All states recognize some version of a no-fault divorce, generally referred to as a divorce based on an irretrievable breakdown or irreconcilable differences. What this means is that you and your spouse simply can’t get along, and the marriage is no longer working—it’s permanently broken. Some couples file for divorce because they no longer share the same life goals, they’ve fallen out of love, or no longer want to be married—all of these are considered no-fault grounds for divorce. If you decide to seek a divorce based on irretrievable breakdown, you and your spouse’s differences must be permanent, and the marriage must be broken beyond repair.
How Does a No-Fault Divorce Work?
When you prepare your written petition (request) for divorce, you need to state a reason or “ground” for the split. Most states allow you to choose a fault or no-fault divorce. In a fault-based divorce, you’re blaming your spouse for the breakup—in other words, your partner's adultery, cruelty, substance abuse, or desertion destroyed the relationship.
In a no-fault divorce, there’s no one to blame and no reason for the divorce other than the fact you and your spouse simply can’t get along. Most states refer to this no-fault divorce as irreconcilable differences or irretrievable breakdown.
No-fault divorces are usually simpler, faster, and less expensive than a fault-based divorce. This is because you don’t have to prove your spouse’s fault at trial. However, even in no-fault divorces, spouses can get tied up in court battles over property division, alimony or child-related issues, such as custody and child support.

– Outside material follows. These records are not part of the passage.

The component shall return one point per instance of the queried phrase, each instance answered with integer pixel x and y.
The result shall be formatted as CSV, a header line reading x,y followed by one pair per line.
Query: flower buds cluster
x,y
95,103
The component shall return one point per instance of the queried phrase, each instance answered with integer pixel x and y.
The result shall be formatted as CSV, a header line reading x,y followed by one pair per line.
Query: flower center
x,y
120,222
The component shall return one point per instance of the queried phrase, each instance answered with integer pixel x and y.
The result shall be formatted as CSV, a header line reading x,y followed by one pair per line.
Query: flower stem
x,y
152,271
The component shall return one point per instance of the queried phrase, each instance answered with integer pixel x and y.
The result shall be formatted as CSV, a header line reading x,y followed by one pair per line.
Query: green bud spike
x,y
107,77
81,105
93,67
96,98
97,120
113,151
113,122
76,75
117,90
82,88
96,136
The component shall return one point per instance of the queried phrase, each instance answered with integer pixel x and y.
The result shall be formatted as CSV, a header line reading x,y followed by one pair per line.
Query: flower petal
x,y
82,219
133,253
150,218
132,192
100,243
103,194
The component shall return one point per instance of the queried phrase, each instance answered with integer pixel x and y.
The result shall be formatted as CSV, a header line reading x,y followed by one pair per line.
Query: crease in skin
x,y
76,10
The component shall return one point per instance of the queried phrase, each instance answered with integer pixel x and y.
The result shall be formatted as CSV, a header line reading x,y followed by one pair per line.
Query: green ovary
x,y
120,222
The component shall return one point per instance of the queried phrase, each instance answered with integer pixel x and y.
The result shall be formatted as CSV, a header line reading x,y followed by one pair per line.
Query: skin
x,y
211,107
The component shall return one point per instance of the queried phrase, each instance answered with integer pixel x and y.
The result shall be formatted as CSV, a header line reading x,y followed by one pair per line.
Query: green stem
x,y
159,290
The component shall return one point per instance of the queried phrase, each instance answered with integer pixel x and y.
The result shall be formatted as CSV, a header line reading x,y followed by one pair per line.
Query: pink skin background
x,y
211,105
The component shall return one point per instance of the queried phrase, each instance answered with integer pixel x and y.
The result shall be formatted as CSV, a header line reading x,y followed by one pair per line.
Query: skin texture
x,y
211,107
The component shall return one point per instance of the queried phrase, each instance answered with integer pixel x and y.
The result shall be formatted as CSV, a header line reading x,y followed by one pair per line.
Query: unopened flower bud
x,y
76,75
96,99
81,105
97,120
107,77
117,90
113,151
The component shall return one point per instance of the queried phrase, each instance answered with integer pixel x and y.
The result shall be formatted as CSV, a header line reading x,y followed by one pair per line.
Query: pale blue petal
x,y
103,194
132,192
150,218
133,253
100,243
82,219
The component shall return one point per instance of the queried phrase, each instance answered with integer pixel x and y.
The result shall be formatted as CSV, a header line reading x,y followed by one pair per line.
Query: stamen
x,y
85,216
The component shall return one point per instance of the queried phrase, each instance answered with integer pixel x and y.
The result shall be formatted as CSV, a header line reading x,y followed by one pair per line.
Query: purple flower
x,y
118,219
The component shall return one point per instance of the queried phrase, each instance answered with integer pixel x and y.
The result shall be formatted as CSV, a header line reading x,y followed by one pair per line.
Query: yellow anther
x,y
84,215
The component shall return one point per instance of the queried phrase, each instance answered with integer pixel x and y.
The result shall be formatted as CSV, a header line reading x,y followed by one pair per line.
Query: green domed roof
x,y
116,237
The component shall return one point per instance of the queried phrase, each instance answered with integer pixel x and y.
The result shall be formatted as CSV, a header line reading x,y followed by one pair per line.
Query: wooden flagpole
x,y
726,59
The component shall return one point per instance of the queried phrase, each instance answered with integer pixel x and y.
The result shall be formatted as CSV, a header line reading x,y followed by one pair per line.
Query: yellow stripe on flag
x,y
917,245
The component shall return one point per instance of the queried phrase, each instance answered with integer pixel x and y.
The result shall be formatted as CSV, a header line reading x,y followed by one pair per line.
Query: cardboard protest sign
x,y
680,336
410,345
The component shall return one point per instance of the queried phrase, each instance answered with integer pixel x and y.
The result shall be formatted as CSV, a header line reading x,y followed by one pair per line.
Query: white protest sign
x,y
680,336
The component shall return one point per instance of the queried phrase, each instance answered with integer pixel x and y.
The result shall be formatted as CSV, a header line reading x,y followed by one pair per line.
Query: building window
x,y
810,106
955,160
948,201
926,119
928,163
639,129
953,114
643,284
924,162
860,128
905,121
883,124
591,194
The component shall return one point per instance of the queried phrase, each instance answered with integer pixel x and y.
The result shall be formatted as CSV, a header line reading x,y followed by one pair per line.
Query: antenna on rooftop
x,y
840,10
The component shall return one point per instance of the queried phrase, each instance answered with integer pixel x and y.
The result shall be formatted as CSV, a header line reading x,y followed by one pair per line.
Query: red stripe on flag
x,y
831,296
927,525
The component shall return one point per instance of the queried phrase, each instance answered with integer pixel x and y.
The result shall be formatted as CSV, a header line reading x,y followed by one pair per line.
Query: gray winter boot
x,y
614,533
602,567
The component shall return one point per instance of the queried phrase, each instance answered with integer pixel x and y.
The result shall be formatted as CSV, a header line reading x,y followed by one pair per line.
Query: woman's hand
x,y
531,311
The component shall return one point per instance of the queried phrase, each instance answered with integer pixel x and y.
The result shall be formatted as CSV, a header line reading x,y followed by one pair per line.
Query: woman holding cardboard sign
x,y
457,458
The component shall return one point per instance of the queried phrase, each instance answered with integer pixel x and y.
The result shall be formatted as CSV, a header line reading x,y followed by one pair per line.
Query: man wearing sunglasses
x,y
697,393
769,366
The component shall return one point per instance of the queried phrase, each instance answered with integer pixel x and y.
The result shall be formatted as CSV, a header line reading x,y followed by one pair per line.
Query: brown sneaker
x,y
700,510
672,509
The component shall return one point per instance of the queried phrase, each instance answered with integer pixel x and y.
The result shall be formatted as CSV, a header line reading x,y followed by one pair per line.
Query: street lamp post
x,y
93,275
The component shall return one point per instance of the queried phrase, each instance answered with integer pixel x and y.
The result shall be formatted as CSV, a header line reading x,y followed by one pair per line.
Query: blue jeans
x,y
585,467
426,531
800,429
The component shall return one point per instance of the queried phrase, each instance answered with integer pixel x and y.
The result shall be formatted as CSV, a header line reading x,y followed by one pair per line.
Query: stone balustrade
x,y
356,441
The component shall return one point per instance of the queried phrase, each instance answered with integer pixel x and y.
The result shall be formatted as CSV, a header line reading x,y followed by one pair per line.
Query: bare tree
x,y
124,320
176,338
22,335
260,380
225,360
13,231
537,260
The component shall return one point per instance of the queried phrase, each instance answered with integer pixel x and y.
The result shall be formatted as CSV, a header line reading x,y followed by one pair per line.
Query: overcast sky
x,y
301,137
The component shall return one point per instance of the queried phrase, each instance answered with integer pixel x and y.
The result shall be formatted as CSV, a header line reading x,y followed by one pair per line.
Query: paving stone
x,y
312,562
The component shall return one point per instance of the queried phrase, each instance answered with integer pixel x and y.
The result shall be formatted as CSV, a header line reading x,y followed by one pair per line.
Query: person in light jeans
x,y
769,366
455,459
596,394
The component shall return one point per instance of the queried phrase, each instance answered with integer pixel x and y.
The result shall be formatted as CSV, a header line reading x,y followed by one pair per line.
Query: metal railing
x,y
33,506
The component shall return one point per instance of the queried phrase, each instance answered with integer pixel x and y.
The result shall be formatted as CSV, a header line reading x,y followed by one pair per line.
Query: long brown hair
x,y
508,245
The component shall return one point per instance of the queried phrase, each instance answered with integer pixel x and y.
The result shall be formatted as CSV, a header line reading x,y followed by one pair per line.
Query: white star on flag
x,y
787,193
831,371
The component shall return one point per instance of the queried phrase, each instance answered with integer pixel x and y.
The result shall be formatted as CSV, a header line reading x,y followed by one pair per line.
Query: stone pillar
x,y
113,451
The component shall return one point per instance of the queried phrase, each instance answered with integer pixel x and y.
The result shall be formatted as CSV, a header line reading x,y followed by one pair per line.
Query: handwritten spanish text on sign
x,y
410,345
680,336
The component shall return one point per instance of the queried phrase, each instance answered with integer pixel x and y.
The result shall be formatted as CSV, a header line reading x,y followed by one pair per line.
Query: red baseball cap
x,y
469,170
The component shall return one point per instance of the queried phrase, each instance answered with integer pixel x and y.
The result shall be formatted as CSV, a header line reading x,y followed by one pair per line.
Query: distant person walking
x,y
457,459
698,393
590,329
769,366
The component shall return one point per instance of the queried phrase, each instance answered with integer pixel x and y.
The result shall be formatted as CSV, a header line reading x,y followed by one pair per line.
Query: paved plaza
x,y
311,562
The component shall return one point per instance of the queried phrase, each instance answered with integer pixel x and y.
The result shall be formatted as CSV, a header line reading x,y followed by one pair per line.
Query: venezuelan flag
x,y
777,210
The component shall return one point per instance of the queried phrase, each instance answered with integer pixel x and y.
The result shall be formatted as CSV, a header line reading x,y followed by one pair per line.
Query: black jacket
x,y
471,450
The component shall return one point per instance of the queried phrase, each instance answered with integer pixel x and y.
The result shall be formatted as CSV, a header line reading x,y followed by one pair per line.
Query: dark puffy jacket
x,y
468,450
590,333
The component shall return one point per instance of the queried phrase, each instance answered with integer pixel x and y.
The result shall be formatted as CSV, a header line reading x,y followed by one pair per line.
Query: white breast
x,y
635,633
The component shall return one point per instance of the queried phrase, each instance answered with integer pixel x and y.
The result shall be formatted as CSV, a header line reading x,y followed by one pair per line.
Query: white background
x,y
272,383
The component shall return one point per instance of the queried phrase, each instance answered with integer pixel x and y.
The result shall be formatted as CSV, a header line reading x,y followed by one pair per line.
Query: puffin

Do My Spouse and I Have to Agree to a Divorce Based on Irretrievable Breakdown?
Although state laws vary, generally, one or both spouses can file for a divorce based on an irretrievable breakdown or irreconcilable differences. Your spouse doesn’t have to “agree” with your divorce petition and may even want to stay married. However, that won’t prevent you from getting a divorce. Likewise, divorcing couples that have a seemingly good working relationship can still get a divorce based on an irretrievable breakdown. For example, you and your spouse can file a joint petition for divorce based on irreconcilable differences.
What Issues Need to Be Decided in My Divorce?
Even if you and your spouse agree to a divorce based on irretrievable breakdown, you’ll still need to figure out all the normal divorce issues regarding asset and debt division. Spouses are free to reach their own agreements regarding any or all of the following:
- how to divide property and debts, such as a home, savings accounts, and credit card debts
- how to arrange child custody and visitation
- how much child support will be paid, and
- whether either spouse will pay spousal support and for how long.
Generally, a resolution of these issues should be part of any divorce settlement you file with the court. Many couples avoid costly divorce trials through mediation or by reaching a settlement on their own.
If you and your spouse can’t reach an agreement in your divorce, a judge will hold a trial in your case and decide the issues for you. It's a good idea to speak with an experienced family law attorney in your area to understand the implications of your divorce agreement or help prepare you for trial.
Questions for Your Attorney
- I filed for divorce based on irretrievable breakdown, but I’ve changed my mind. Can I allege a fault-based ground now?
- If my spouse filed for a fault divorce, can I still file for divorce based on irretrievable breakdown?
- Will I be entitled to more alimony if I ask for a fault-based divorce?